Conclusions





The aim of this study was to characterize the selenoproteins present in the genome of the problem species Odocoileus virginianus texanus, comparing its genome to selenoproteins present in the species Equus caballus. We completed the study with proteins from Homo sapiens, as they are generally better annotated.

We were able to characterized 37 proteins in Odocoileus virginianus texanus genome, which include selenoproteins, homologous proteins and proteins involved in selenoprotein biosynthesis machinery. 22 of these proteins are Selenoproteins also conserved in all mammals: Sel15, DIO1-3, GPx1-4, GPx6, SelH, Sell, SelK, SelM, SelN, SelO, SelP, MsrB1 (SelR), SelS, SelT, SelWa and TXNRD2-3. However, we could not characterize the protein TXNRD1, which is also conserved in mammals according to literature (13).

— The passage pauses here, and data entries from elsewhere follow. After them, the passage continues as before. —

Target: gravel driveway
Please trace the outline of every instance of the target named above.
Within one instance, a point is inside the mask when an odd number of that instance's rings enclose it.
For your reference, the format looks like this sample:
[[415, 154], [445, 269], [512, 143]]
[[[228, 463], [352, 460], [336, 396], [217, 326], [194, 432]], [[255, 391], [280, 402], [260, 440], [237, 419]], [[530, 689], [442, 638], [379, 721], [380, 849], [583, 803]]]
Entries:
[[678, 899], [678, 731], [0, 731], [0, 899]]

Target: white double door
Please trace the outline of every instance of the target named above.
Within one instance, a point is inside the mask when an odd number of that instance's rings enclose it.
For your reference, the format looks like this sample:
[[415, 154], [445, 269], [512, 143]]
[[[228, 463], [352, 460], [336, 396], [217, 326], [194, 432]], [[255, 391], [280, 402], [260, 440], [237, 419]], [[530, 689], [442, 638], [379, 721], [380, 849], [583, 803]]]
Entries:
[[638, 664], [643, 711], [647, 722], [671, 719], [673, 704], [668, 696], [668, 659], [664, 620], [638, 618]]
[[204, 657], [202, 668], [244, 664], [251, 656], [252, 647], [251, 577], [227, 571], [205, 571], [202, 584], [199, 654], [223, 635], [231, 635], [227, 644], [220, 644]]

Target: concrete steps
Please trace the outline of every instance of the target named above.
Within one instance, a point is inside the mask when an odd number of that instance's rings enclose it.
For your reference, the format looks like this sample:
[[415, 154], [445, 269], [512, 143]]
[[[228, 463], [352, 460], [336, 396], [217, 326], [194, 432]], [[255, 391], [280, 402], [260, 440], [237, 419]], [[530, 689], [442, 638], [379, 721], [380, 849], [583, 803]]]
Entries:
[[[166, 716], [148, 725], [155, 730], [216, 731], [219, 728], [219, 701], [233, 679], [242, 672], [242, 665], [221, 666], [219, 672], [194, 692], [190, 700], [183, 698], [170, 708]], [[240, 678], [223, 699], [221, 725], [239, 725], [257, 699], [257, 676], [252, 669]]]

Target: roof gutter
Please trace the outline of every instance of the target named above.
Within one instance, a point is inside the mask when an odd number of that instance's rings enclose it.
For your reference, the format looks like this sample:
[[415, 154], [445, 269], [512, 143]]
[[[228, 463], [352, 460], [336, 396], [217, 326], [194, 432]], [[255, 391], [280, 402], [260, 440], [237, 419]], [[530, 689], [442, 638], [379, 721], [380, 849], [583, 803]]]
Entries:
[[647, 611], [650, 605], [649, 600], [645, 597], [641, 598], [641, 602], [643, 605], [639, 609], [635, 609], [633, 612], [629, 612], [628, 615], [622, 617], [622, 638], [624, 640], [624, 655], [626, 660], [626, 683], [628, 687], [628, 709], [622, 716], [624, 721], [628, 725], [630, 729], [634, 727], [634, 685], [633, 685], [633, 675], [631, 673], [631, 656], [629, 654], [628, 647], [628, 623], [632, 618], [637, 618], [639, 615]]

Regarding the cysteine homologous proteins, we found eight proteins that had lost its selenocysteine residue: MsrA, GPx5, GPx7-8, MSRB2-3 and SelU1-2.

Some of the proteins we found in our problem species are involved in the synthesis and translation of selenoproteins, which are also conserved among mammals: eEFsec, PSTK, SBP2, SecS, SEPSH2 (SPS2), SEPSH1 (SPS1) and SECp43.

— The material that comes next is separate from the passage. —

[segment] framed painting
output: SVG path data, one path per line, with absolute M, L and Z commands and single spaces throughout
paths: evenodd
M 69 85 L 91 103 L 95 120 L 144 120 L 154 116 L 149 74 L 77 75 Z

Besides, we found some other proteins that we were not able to characterize, as we explained in the discussion. These proteins were SelOa, SelOb, DIOa, GPxa, GPxc, SelWb, TXNRDa, SebP2a and SBP2b. The difficulty to characterize this proteins was, in part, due to a poor characterization of the species Equus caballus in SelenoDB.

To sum up, we got to characterize many selenoproteins in Odocoileus virginianus texanus genome, although we found many limitations during the project. Firstly, we were given an incomplete reference genome that postponed the obtention of meaningful results. Moreover, the incomplete annotation of Equus caballus in the selenoprotein database made more difficult the characterization of some proteins as previously mentioned. Secondly, as we did not perform an exhaustive exonerate and might have not indicate a proper length for fastasubseq, some of the SECIS element were not found and the exon number for some proteins were not consistent with the Seblastian prediction.

Taking into account the previous imitation exposed, further studies would be needed to complete the characterization of the selenoproteome of Odocoileus virginianus texanus.